Many big box stores get garlic bulbs in with tulips, rhubarb plants and horse radish root in the spring and this sends the wrong message about planting garlic. Garlic needs a long growing season (about 9 months!), so planting it even in early spring just doesn’t give it enough time in the ground.
There are only few things you should not grow next to garlic because it tends to compete for the same resources.
A companion plant is a great way for plants to mutually benefit from each others natural traits to support each others’ growth.
Basically speaking, this means that planting things intentionally in the same raised bed or nearby so that the surrounding vegetation will thrive or offer some mutual benefits.
Here are the 3 main roles that garlic and its companions can play when planted together:
The bulb also attracts predatory and beneficial insects, such as ladybugs, wasps and lacewings.
If you love chamomile, try planting it next to your garlic, it is said to improve the flavor of the aromatic bulb!
Some of the plants that are most beneficial to the bulb are planted in the spring, so you’ll want to plan and space out your plot accordingly.
If you plant your cloves in the fall, leave room to add spring-planted companions in March, April and May. We love growing spring spinach, radishes and spring onions.
Here in growing zone 4B, we plant garlic in the fall and harvest in mid-July.
I have had years of reusing/ seed-saving my own bulbs. Ten years ago, when I started growing garlic, my only intent was to double my seed production for the following year. The next year, I sold/used 1/4 of my crop and saved the rest for seed.
At most I was putting in about 100 cloves, selling or braiding 50 bulbs. I love that this method leaves me feeling completely self-sustaining.
Here in Southeastern Minnesota (zone 4B), garlic can be categorized as a fall planting crop. We plant in late fall. I like to plant just before I can start to see frost in the forecast. Don’t worry, though, if you have had a frost or two, you are still good to go to get those babies in the ground safely. As long as you get them in before the ground freezes and you can push them into the dirt you will be fine!
Garlic needs about 9 months to grow, just like a little baby!
Full sun, well-drained soil.
Like most bulbs, these bulbs don’t like getting too wet. Plant them in a dry place where they can’t be disturbed for nine months.

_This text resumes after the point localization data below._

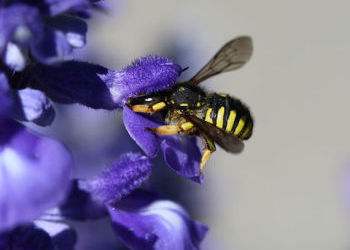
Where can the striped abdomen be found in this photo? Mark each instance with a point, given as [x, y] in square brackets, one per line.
[230, 115]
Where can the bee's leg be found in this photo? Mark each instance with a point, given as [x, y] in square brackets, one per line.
[183, 128]
[149, 109]
[209, 149]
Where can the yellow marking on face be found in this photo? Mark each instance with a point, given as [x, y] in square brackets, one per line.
[247, 131]
[158, 106]
[231, 120]
[220, 117]
[186, 126]
[239, 126]
[207, 116]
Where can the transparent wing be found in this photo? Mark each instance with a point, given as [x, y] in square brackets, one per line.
[228, 142]
[231, 56]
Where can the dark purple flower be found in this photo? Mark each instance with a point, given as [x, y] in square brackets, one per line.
[39, 236]
[34, 174]
[32, 105]
[160, 224]
[142, 220]
[87, 198]
[120, 179]
[97, 87]
[146, 75]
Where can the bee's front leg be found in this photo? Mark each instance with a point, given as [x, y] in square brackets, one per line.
[209, 149]
[182, 128]
[148, 109]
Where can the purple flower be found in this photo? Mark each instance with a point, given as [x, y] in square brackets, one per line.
[141, 219]
[39, 236]
[34, 174]
[97, 87]
[161, 224]
[48, 30]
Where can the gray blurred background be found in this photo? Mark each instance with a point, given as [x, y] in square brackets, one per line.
[288, 189]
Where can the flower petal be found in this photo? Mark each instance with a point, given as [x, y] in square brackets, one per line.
[14, 57]
[80, 205]
[41, 236]
[72, 82]
[135, 124]
[32, 105]
[26, 237]
[20, 23]
[63, 237]
[162, 224]
[6, 100]
[124, 176]
[146, 75]
[34, 176]
[74, 29]
[182, 155]
[58, 7]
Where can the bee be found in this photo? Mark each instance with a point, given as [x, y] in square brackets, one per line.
[188, 109]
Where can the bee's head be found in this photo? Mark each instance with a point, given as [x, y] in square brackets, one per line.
[187, 97]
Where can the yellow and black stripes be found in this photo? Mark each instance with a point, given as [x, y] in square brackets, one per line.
[230, 115]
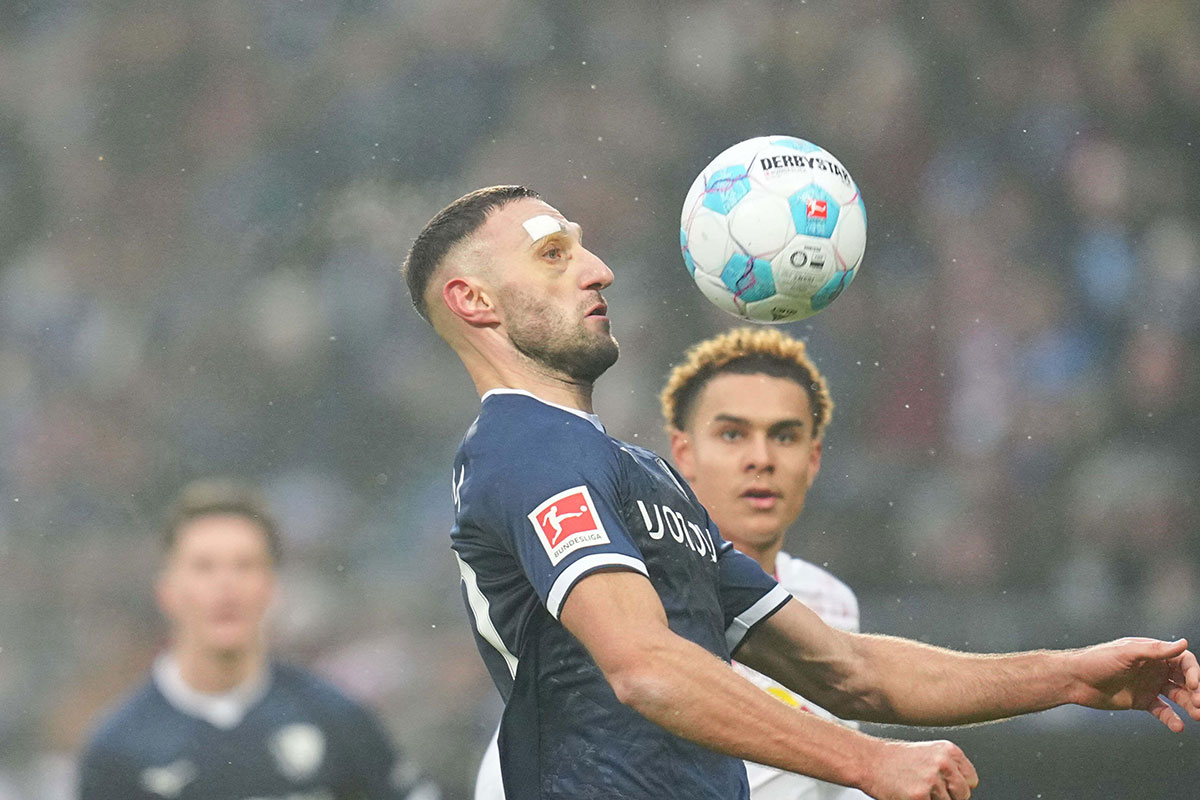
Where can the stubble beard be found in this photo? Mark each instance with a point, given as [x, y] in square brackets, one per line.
[579, 353]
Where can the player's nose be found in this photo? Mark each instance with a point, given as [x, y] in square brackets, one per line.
[759, 455]
[594, 274]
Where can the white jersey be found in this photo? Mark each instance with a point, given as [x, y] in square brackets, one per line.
[837, 605]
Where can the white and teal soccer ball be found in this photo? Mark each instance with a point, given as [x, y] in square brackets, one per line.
[773, 229]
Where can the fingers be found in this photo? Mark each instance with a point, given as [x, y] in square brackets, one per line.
[1183, 698]
[1189, 669]
[967, 770]
[958, 775]
[1164, 714]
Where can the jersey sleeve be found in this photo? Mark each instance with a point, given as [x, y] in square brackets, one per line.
[551, 500]
[749, 595]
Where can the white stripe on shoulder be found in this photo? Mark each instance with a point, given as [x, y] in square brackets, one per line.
[753, 615]
[568, 577]
[479, 609]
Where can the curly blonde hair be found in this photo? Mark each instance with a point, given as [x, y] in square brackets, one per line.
[744, 350]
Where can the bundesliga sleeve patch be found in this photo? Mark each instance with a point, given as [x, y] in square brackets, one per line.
[568, 521]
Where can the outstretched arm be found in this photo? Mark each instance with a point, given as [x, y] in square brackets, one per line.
[888, 679]
[693, 693]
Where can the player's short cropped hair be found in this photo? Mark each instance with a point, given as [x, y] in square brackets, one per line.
[221, 497]
[744, 352]
[449, 227]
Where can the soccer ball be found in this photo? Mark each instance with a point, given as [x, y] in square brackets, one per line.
[773, 229]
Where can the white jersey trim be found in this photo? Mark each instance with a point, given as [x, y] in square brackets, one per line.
[742, 624]
[225, 710]
[591, 417]
[569, 576]
[479, 612]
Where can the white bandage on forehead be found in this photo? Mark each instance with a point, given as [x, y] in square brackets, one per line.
[543, 226]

Think about where you’ll be tilling in the spring and mark your area.
I used to plant my garlic right in our field, however, I decided this past few years to grow mine in our raised beds for several different reasons. The most important being that I may or may not be the one working up the gardens in the spring and I wanted to protect my garlic babies. The raised bed is fantastic for keeping the garlic safe and contained. This system also allows for great crop rotation in our vegetable garden – It also allows me to easily harvest the garlic in mid-July and then place our fall and winter produce such as broccoli, red cabbage, brussel sprouts, etc. right into the bed.
Learn how we set up our raised beds here!

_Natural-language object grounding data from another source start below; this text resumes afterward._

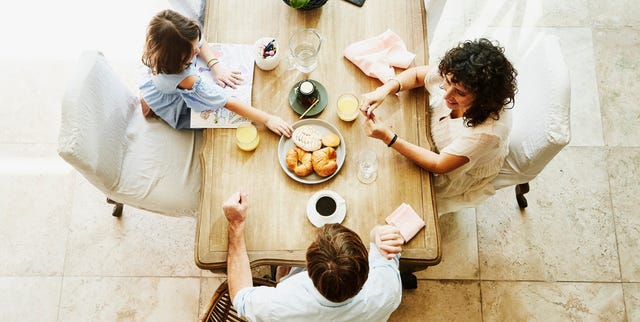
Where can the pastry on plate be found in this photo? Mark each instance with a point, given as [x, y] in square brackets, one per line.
[307, 138]
[331, 139]
[299, 161]
[324, 161]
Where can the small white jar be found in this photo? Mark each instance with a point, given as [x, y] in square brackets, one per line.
[267, 53]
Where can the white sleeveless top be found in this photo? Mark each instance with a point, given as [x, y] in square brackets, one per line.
[486, 145]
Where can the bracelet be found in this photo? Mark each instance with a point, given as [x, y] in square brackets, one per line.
[399, 84]
[214, 60]
[395, 137]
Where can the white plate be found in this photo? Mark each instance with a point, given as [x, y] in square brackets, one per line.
[323, 127]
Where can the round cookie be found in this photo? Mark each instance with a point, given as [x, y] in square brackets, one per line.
[331, 140]
[307, 138]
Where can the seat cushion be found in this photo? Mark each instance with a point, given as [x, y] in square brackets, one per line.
[133, 160]
[541, 126]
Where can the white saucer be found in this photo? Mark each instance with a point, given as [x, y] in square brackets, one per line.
[319, 220]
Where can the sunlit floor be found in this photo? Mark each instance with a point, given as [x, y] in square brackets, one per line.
[574, 254]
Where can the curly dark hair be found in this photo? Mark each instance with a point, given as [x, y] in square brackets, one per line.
[481, 67]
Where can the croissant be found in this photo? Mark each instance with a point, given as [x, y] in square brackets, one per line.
[324, 161]
[299, 161]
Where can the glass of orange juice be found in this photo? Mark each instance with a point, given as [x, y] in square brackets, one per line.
[247, 137]
[347, 107]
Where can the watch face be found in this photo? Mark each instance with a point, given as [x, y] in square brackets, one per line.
[358, 3]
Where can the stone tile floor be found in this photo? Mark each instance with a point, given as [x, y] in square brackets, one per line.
[572, 255]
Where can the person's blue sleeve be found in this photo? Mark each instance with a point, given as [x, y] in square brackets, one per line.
[205, 96]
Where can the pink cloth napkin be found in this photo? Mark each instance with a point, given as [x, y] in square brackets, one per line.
[375, 56]
[405, 218]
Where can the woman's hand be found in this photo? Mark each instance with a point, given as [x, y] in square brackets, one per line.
[371, 100]
[225, 77]
[279, 126]
[376, 129]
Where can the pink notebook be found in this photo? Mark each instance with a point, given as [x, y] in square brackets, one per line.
[405, 218]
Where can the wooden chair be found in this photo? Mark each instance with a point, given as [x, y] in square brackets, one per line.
[221, 308]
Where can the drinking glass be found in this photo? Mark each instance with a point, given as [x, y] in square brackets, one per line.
[367, 166]
[347, 107]
[247, 137]
[304, 46]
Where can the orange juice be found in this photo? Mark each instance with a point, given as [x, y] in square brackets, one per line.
[247, 137]
[348, 107]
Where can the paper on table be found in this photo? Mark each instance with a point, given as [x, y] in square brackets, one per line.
[405, 218]
[238, 57]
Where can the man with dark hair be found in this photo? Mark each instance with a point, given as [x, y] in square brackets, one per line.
[343, 282]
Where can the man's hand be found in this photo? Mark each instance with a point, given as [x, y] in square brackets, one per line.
[376, 129]
[388, 240]
[235, 208]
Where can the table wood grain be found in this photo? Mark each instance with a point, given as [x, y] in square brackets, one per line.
[277, 229]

There are two different varieties of garlic plants.
Hardneck garlic are better for cold Northern places. With the hardneck varieties, the bulbs are typically larger with smaller cloves plus you get scapes!

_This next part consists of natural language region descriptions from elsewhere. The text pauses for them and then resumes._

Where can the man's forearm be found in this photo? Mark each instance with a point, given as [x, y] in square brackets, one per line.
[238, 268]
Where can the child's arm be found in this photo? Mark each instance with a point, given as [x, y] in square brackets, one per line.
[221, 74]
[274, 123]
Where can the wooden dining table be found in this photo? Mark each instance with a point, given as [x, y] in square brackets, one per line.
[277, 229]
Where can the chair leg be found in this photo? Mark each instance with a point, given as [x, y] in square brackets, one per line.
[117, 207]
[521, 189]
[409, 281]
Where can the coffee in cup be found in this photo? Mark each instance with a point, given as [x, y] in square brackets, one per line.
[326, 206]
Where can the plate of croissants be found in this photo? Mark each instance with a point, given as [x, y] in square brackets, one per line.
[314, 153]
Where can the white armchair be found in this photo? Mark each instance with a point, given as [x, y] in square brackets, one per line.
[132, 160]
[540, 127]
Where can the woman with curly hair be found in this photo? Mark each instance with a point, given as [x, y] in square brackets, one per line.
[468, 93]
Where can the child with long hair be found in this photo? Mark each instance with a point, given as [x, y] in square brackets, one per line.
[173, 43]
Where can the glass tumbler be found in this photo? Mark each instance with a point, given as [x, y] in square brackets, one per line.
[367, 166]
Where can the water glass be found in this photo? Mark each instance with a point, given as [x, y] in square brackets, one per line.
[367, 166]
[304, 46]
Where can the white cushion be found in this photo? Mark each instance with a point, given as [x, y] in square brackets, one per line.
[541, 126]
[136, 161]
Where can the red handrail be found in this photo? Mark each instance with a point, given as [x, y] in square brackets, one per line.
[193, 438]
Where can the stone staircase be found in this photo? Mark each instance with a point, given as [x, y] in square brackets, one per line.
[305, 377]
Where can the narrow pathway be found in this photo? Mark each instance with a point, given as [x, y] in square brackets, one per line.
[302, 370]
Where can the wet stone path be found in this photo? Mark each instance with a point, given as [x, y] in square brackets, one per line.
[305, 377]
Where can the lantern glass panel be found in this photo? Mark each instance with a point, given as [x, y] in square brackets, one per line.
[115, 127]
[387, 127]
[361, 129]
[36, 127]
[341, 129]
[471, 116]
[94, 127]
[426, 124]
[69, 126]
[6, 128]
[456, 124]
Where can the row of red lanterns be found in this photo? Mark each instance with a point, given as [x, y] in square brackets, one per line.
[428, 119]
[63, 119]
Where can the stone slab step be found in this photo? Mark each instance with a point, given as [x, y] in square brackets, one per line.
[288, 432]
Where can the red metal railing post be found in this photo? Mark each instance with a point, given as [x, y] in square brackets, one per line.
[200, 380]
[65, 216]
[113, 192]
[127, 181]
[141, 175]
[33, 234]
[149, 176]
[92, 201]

Softneck garlic is better for mild climates. The softneck varieties are optimal for garlic braids and having larger cloves in a smaller bulb.
We grow hardneck here, but I still braid it!
First, separate all the garlic cloves from the bulb and discard the center stem. I then take a garden fork to make sure there is loose soil in my raised bed. There’s no need to remove the papery skin before pushing the clove in pointy end up into the dirt about 1″. Place the individual cloves into the dirt with the roots to the bottom and the sprout on the top. Plant 4 – 6 inches apart and cover lightly and tamp down with your hand.
When I first started out, I purchased some garlic from a neighbor. I would try to source locally first. Try a neighbor who gardens or a local farmers market. Remember you don’t have to start with a ton in order to grow seed for next year. It’s a good idea to buy your garlic locally, when getting garlic seeds from a grocery store you run the risk of them being dried out and/or sprayed with chemicals. One bulb may give you 5-8 cloves a piece. Seed Savers has always been a reliable source for garlic seed. You can also purchase it from Country Creek Store on Amazon too.
Here in zone 4B (cold climates) we generally harvest in mid July, but make sure you can identify the signs of this crop being ready. This post discusses all the things you need to know about harvesting garlic.
If you are like us and love to enjoy garlic throughout the fall and winter months, you can either braid your garlic or store it in a breathable basket or mesh bag in a darker part of your home. Keeping garlic out of direct sunlight is important to preserve its taste
Garlic needs to be planted in a sunny spot. Without full sun, your garlic will be less flavorful and will turn out to be a smaller bulb.